One of Switzerland?s quirks is its German. The Swiss, being a stubborn bunch (and lovable, I hasten to stress), held onto the original German language when the rest of the German world decided one century long ago to standardize on what we now know as High German (or Hochdeutsch). As invariably happens with languages, the two – high German and Swiss dialect – have grown ever farther apart and Swiss German is no longer meaningfully comprehensible to any other German. It is also not a written language, despite the quaint efforts of a handful of misguided authors. All of this is very handy for the Swiss, not just in that they can discuss those around them pretty much anywhere else in the world without fear of being understood but also because it reinforces their apartness, their clarity of history, currency and business, unpolluted by immigrants, wars and foreign or even general influence.

This is not to say that Switzerland is a tiny Brigadoon, floating apart in the center of Europe. It is very much part of Europe and recognizably so, but, like Europe?s other countries of any size, it has elusive but distinct national characteristics of which the language is likely the most prominent example. It;s not an easy language and there’s really no official way to learn it. The process is additionally complicated by the regional dialects which vary both by accent and their employment of entirely different words for the same items. Also, everyone speaks high German (the language of the educational system) and nearly everyone speaks English, further obliterating in foreigners any need or desire to learn dialect. Needless to say, learning it is a daunting and usually fruitless enterprise. Not learning it however leaves a subtle gap between you and assimilation.

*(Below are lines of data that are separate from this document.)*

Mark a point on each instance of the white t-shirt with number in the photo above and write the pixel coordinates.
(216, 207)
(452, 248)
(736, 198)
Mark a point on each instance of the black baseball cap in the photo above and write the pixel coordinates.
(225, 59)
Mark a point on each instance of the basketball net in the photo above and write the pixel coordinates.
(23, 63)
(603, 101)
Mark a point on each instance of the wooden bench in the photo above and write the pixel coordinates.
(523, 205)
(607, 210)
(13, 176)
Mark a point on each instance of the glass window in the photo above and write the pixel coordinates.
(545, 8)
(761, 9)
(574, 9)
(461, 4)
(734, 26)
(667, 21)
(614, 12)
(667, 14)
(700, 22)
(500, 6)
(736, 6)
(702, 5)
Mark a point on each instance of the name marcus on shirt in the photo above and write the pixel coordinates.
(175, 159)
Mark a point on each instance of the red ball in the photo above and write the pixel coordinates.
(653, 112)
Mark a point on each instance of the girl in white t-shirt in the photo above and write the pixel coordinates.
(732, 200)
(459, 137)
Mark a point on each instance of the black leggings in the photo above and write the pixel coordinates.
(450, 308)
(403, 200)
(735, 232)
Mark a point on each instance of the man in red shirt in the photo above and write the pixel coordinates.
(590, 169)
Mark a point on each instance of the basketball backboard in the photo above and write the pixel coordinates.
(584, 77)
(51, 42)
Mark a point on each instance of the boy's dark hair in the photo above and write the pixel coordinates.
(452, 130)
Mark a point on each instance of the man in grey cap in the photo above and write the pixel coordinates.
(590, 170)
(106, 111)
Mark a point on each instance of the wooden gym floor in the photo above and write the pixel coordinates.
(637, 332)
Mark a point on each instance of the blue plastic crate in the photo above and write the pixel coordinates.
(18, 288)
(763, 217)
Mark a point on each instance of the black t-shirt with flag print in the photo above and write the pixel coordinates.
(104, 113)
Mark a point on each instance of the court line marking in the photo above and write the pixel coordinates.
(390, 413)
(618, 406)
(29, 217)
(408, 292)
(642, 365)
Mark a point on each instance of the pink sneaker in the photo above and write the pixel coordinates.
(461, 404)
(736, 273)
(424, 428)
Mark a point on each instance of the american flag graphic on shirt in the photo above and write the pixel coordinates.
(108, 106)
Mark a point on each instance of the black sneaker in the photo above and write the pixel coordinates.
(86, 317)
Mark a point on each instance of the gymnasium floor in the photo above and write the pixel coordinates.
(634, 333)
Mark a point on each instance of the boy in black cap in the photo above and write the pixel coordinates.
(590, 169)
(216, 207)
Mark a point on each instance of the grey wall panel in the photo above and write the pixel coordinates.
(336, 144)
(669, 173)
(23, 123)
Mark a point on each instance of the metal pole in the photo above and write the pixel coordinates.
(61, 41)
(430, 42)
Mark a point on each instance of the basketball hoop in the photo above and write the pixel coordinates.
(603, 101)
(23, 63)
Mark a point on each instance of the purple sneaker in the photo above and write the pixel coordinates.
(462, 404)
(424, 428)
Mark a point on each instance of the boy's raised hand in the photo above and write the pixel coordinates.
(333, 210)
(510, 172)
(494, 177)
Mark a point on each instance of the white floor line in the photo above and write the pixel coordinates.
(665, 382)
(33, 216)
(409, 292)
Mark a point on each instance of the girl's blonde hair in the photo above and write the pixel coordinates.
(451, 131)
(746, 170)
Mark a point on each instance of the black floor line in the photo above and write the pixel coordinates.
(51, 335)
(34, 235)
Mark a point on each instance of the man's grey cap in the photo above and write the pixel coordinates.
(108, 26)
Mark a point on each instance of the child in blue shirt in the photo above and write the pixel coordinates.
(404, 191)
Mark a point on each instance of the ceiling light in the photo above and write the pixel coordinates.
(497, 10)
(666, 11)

How then did I, a young unassimilated student, happen to pick up Swiss German when, say, my boyfriend’s father has not yet picked it up after 40 years of marriage to his Swiss wife? I worked with children. I had no idea that taking that babysitting job for three small Swiss girls would result in such a long-lasting advantage. The three-year-old, the only verbal one of the three, spoke only dialect and French. I spoke no French, so dialect it was. It has been commonly noted that children are without fear. It is less common to note that they lack shame, which provides a great platform for learning things from them. So there we are: I speak Swiss German and, fourteen years later, find myself in Switzerland with my Swiss boyfriend, speaking this uncommon language with his multitude of relatives. How very handy and, apparently, impressive. I am the Christmas novelty. Fear me. I am the Nutcracker.